The name of the Athenian statesman Solon passed into history as a synonym for wise man. One of his laws provided that Athenians who won at the Olympics would be rewarded with the equivalent of $100,000. Even also-rans didn't make out too badly: Athenians who merely competed at Olympia were entitled to a daily free meal for the rest of their lives at city hall.

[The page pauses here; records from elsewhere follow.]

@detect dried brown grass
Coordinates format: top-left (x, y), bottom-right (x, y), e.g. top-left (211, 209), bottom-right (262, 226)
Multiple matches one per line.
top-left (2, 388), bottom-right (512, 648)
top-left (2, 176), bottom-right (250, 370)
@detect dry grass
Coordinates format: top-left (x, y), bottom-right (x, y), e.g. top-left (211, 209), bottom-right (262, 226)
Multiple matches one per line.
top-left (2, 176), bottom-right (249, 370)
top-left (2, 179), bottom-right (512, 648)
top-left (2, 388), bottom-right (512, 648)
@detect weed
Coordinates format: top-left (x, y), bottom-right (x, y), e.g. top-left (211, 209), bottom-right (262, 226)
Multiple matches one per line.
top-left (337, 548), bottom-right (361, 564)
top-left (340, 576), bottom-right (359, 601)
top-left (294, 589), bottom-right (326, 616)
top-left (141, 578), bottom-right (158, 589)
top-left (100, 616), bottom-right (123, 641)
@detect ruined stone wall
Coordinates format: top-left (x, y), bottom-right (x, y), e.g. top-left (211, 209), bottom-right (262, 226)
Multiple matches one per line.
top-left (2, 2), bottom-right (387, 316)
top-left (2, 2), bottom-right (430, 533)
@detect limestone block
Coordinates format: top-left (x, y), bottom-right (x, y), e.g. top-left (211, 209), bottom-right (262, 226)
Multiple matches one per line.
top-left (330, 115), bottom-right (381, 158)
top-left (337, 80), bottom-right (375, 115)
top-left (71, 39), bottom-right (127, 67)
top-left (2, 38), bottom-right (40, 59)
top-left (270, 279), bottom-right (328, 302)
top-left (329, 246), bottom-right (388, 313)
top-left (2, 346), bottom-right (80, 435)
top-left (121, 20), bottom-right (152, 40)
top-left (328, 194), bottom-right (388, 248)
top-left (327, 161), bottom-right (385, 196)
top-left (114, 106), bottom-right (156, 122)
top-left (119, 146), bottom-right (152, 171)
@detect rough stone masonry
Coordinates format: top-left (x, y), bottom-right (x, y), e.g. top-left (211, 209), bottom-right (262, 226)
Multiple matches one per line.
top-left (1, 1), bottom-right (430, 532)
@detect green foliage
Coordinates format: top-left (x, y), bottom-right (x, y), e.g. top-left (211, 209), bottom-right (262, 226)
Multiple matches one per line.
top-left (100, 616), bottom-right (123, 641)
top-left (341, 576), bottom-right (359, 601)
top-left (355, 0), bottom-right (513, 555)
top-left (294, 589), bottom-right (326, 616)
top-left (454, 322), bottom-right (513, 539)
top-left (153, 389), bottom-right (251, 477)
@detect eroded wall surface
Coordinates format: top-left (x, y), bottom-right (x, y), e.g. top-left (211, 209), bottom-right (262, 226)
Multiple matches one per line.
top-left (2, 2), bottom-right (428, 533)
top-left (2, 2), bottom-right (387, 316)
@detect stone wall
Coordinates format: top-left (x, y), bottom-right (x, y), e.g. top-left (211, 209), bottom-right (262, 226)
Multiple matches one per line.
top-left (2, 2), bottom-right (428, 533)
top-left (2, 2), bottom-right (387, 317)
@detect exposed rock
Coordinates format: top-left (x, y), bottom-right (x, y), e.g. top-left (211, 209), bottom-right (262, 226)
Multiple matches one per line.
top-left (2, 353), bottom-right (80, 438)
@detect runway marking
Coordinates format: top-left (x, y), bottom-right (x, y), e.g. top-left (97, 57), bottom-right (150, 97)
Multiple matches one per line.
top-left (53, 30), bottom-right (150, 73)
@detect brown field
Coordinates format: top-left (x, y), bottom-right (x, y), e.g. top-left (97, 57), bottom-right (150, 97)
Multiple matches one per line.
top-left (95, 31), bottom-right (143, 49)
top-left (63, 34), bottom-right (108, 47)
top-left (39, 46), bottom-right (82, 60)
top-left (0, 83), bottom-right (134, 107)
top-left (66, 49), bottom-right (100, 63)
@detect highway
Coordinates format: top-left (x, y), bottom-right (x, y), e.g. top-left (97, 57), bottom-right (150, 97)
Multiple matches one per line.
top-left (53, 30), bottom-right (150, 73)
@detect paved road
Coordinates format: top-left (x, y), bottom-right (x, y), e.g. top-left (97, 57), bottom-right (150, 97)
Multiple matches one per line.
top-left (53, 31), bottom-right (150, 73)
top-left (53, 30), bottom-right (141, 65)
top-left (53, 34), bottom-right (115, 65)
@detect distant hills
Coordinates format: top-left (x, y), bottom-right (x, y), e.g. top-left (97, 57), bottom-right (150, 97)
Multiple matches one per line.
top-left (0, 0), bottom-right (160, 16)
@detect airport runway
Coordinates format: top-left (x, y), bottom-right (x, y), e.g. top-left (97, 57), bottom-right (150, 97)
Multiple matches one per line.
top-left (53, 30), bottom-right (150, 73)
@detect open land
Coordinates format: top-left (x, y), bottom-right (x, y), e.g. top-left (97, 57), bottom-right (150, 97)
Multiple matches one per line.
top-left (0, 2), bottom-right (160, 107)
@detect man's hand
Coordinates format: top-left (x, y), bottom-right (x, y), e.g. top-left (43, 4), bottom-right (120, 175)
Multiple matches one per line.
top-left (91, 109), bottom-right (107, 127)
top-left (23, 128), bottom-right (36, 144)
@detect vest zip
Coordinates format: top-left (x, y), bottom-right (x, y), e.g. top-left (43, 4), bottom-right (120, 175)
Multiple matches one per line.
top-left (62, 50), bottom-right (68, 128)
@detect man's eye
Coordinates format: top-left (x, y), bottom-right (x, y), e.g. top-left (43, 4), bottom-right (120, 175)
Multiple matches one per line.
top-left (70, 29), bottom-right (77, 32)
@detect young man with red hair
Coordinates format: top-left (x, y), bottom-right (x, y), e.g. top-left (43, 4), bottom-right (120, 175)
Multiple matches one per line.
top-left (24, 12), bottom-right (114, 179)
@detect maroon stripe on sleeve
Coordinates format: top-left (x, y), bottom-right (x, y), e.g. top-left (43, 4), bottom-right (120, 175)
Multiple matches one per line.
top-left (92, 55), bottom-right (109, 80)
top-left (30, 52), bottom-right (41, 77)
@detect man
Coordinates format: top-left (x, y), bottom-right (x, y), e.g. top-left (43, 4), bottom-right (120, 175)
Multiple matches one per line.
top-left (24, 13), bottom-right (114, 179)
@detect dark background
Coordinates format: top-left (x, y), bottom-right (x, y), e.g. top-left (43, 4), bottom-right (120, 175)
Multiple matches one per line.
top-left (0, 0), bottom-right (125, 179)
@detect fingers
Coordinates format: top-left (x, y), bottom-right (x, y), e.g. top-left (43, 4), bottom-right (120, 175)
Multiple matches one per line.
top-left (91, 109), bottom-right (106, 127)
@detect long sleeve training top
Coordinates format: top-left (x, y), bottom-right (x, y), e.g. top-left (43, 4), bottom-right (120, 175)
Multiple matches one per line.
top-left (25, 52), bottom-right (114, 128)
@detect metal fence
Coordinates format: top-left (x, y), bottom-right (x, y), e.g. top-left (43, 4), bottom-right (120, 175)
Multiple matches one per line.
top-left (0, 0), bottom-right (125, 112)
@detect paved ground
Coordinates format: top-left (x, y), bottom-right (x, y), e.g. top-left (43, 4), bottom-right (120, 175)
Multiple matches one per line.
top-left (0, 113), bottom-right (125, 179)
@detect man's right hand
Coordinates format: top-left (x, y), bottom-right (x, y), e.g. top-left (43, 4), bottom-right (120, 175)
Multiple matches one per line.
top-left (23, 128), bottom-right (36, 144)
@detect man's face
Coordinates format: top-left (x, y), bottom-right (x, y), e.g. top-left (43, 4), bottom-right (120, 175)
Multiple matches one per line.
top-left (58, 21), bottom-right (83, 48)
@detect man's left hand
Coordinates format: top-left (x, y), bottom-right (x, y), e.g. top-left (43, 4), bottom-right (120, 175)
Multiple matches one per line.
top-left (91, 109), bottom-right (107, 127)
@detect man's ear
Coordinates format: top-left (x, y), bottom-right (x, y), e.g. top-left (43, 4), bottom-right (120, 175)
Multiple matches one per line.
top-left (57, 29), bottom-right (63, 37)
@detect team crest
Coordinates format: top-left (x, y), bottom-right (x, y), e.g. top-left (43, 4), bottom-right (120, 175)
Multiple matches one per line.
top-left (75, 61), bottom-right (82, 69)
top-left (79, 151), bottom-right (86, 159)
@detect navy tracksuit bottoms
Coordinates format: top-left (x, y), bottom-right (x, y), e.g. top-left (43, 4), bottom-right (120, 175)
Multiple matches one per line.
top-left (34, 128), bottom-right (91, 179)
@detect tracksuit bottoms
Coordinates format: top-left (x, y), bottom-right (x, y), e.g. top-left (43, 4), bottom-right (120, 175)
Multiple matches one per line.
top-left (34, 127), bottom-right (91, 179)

Of course, then, as now, there were kill-joy purists claiming sports are corrupted by big bucks. Among them was the Greek author Philostratos, who wrote a treatise called *On Gymnastics.*
*Such a luxurious life style as I have just described,* Philostratos sadly noted, *led to illegal practices among the athletes for the sake of money. I refer to selling and buying of victories.*
Philostratos cited the example of a wrestler who paid his opponent the equivalent of $66,000 to take a dive. *The loser demanded his money,* Philostratos noted, *but the winner said that he owed nothing since the other had, after all, tried to win.*
Honesty is secondary
Mostly, though, the ancient Greeks didn't fret about honesty in athletics. Even their understanding of where the Olympics came from involved a sporting event where the fix was in. According to the poet Pindar, the hero Pelops fell in love with the daughter of King Oenomaus. The king said, fine, Pelops could have her, if he beat him in a chariot race. But if he lost, Oenomaus reserved the right to run his spear through Pelops -- just as he had done to 13 previous suitors.
So, Pelops bribed the king's servant to take the linchpins out of Oenomaus' chariot. The wheels fell off, Pelops won the race and the girl. To commemorate his victory, he established the Olympic Games.
The Greeks, you see, were more down to earth than are we, who worry about undue influence on ice-skating judges. Philosophers no less than athletes, they realized that men don't set their baser instincts aside when they strip for sport. To keep athletics in proper perspective, when they built a Temple of Zeus at Olympia, they chose to adorn it with a grand sculpture showing Pelops pulling off his tainted upset.
So we're right in line with tradition.